Sculptures could detract from Hart Park performance pavilion, groups worry

Proposed placement might be city's least costly option

Nov. 2, 2011

The group that donated the performance stage in Hart Park has a problem with plans to move six sculptures near it.

Rich Mannisto, president of the Wauwatosa Rotary Club, sent a letter to members of the Common Council and Park and Forestry Board, voicing the club's opposition to placing the artwork in the triangle just west of the Rotary Performance Pavilion.

"The members are excited about the artwork being considered for placement in Hart Park, but not in the triangle west of the stage," he wrote. "After consulting with several local artists, the placement of the six sculptures would be best suited for other areas of the park, namely a much larger tract of land, for their display."

He said the abstract sculptures - they range in size from 3 to 10 feet tall - would interfere with aesthetics and crowd the area.

The board of Tosa Tonight, which holds its concert series at the stage, has similar reservations.

"While the board members are all committed to continually growing art and culture in the Wauwatosa Village, we share the opinion with the Rotary that the proximity to the stage will prove to be a distraction from the intended aesthetic of the Rotary Performance Pavilion and potentially interfere with normal operations of our summer concert series," Executive Director Rick Bauer said.

Discussion about placement of the sculptures remains open, but with the concrete contractors working on the nearby playground, there are savings to be realized by putting down the bases for the sculptures in that area now, Mayor Jill Didier said.

The Rotary's concern has been added to the Parks Board agenda for a meeting later this month, President Tom Ertel said.

The club has no authority when it comes to the stage, because it was donated to the city.
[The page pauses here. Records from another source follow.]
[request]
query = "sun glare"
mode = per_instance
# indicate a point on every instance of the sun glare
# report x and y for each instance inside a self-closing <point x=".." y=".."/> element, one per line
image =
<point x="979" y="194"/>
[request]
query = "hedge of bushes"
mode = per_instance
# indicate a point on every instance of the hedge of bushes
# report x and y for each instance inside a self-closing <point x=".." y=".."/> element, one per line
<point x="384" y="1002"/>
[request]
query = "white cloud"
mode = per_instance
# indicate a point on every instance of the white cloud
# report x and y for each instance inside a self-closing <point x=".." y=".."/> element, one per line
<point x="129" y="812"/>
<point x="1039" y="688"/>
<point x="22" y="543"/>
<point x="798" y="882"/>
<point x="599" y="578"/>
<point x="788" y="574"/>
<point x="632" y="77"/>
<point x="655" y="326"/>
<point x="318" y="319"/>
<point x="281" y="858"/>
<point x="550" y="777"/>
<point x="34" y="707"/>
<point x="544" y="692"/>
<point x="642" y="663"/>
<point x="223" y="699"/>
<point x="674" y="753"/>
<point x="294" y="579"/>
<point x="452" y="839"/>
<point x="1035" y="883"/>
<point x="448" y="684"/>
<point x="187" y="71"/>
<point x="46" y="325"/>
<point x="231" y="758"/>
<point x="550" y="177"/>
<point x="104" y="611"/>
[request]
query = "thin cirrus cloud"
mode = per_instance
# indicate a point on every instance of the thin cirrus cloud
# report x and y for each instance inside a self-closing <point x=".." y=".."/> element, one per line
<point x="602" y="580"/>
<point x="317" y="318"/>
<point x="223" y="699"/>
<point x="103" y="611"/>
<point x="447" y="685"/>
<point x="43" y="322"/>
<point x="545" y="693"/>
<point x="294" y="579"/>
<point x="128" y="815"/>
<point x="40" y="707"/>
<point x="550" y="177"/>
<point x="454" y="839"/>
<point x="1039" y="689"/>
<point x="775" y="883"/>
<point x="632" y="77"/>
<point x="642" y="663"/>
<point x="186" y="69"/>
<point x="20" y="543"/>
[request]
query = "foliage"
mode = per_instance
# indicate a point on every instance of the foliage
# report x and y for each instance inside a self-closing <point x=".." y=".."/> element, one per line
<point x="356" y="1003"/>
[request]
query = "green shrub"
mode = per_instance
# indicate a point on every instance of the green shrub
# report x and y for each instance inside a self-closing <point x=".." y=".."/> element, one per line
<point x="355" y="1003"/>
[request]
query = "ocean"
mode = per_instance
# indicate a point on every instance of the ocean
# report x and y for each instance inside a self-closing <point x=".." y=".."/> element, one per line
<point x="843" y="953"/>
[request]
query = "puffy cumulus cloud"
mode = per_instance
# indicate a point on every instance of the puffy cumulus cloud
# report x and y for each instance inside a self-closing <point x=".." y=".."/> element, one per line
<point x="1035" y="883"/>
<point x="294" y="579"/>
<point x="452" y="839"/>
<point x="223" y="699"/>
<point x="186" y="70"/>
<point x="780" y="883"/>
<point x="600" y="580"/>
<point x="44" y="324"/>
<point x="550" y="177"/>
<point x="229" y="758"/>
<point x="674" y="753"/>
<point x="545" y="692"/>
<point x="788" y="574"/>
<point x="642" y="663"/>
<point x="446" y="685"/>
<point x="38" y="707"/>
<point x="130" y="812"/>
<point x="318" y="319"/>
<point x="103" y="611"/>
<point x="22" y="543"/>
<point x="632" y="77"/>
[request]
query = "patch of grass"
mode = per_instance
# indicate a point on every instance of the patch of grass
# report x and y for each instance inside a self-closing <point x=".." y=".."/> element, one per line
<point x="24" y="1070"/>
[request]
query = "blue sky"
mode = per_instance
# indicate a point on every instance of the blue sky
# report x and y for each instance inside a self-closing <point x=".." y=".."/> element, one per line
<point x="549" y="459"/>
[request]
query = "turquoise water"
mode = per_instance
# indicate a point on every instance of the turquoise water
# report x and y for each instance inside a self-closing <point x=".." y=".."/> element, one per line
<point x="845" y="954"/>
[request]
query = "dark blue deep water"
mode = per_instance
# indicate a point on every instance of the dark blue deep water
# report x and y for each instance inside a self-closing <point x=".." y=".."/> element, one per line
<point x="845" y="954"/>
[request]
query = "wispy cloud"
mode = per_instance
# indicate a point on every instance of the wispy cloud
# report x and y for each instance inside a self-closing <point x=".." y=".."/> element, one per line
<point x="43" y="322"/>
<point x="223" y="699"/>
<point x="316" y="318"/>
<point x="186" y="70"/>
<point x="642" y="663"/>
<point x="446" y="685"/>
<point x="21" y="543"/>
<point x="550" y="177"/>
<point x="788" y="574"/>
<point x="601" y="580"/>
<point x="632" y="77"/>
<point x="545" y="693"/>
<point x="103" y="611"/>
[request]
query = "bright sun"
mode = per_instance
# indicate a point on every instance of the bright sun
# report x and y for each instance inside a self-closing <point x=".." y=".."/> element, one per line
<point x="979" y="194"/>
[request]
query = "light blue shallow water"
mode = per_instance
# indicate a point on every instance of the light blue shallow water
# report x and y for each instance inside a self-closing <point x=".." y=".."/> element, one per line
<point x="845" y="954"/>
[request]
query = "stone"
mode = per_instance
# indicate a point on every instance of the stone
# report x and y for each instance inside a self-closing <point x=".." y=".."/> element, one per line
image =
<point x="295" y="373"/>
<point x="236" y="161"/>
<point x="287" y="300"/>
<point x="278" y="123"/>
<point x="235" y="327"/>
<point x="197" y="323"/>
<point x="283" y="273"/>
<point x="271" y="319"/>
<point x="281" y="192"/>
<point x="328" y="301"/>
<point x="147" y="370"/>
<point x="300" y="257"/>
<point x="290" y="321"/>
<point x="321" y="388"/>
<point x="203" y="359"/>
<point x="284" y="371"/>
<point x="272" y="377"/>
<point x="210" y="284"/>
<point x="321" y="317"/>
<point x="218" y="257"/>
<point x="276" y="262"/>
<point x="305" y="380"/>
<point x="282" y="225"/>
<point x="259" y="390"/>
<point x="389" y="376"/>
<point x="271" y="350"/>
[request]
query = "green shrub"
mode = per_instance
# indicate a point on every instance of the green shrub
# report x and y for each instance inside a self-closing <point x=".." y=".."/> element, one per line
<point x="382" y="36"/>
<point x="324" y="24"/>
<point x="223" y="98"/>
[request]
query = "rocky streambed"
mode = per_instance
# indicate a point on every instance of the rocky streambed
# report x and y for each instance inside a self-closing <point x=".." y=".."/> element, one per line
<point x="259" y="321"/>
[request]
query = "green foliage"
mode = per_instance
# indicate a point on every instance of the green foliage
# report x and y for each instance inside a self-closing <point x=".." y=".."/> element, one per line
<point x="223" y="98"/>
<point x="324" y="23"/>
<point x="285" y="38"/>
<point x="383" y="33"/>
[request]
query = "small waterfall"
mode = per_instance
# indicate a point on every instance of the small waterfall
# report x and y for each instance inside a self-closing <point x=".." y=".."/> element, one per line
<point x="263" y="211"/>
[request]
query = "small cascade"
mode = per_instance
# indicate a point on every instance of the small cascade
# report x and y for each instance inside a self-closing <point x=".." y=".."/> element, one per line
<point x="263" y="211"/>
However, Didier would like to see all parties happy with the placement of the artwork.

"Our goal is to work to an amenable end, so everyone can appreciate the artwork," she said. "Hart Park has become a focal point for the arts and recreation in this community."

The biggest issue also goes to the heart of why it has taken so long to find a new home for the sculptures. Under the federal Visual Artists Rights Act, a living artist has control over the placement and treatment of their works. Didier has been working with artist Richard Taylor and other interested parties to find a permanent home for the pieces that everyone agrees on.

Next step

WHAT: The Parks and Forestry Board will discuss opposition by the Wauwatosa Rotary Club to place six sculptures near the performance stage

WHEN: 7:30 a.m. Nov. 15

WHERE: Muellner Building in Hart Park, 7300 Chestnut St.